In [None]:
from transformers import ViTConfig, ViTModel, ViTImageProcessor, ViTForImageClassification

In [None]:
IMAGE_SIZE = 64

processor = ViTImageProcessor(size=IMAGE_SIZE)
processor

In [None]:
from datasets import load_dataset

dataset = load_dataset("uoft-cs/cifar100")
dataset

In [None]:
def process_example(example):
    inputs = processor(example['img'], return_tensors='pt')
    inputs['labels'] = example['fine_label']
    return inputs

process_example(dataset["train"][0])

In [None]:
def transform(example_batch):
    # Take a list of PIL images and turn them to pixel values
    inputs = processor([x for x in example_batch['img']], return_tensors='pt')

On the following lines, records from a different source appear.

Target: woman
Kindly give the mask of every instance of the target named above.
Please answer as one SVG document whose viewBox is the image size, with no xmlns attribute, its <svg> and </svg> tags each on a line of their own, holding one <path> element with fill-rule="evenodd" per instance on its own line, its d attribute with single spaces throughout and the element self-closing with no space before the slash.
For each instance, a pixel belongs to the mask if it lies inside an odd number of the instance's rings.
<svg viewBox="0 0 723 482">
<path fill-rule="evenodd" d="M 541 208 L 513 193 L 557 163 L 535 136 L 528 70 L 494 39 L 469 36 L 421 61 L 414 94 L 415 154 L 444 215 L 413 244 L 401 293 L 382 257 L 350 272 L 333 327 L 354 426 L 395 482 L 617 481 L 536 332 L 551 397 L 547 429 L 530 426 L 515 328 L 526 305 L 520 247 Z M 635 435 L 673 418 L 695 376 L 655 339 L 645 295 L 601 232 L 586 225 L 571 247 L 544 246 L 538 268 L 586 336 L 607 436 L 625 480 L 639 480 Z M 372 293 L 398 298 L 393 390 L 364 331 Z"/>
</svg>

    # Don't forget to include the labels!
    inputs['labels'] = example_batch['fine_label']
    return inputs

In [None]:
prepared_ds = dataset.with_transform(transform)

In [None]:
prepared_ds["train"][0:2]

In [None]:
import torch

def collate_fn(batch):
    return {
        'pixel_values': torch.stack([x['pixel_values'] for x in batch]),
        'labels': torch.tensor([x['labels'] for x in batch])
    }

In [None]:
import numpy as np
from datasets import load_metric

metric = load_metric("accuracy")
def compute_metrics(p):
    return metric.compute(predictions=np.argmax(p.predictions, axis=1), references=p.label_ids)


In [None]:
prepared_ds["train"].features

In [None]:
labels = prepared_ds['train'].features['fine_label'].names

configuration = ViTConfig(
    num_hidden_layers=3,
    num_attention_heads=16,
    hidden_size=512,
    patch_size=4,
    image_size=IMAGE_SIZE,
    num_labels=len(labels),
    id2label={str(i): c for i, c in enumerate(labels)},
    label2id={c: str(i) for i, c in enumerate(labels)}
)

model = ViTForImageClassification(configuration)

In [None]:
sum(p.numel() for p in model.parameters() if p.requires_grad)

In [None]:
from transformers import TrainingArguments

training_args = TrainingArguments(
  output_dir="./vit-cifar100",
  per_device_train_batch_size=128,
  per_device_eval_batch_size=128,
  evaluation_strategy="epoch",
  save_strategy='epoch',
  num_train_epochs=100,
  logging_steps=10,
  learning_rate=2e-5,
  save_total_limit=2,
  remove_unused_columns=False,
  push_to_hub=False,
  weight_decay=1e-4,
  report_to='tensorboard',
  load_best_model_at_end=True,
)

In [None]:
from transformers import Trainer

trainer = Trainer(
    model=model,
    args=training_args,
    data_collator=collate_fn,
    compute_metrics=compute_metrics,
    train_dataset=prepared_ds["train"],
    eval_dataset=prepared_ds["test"],
    tokenizer=processor,
)


In [None]:
train_results = trainer.train()
trainer.save_model()
trainer.log_metrics("train", train_results.metrics)
trainer.save_metrics("train", train_results.metrics)
trainer.save_state()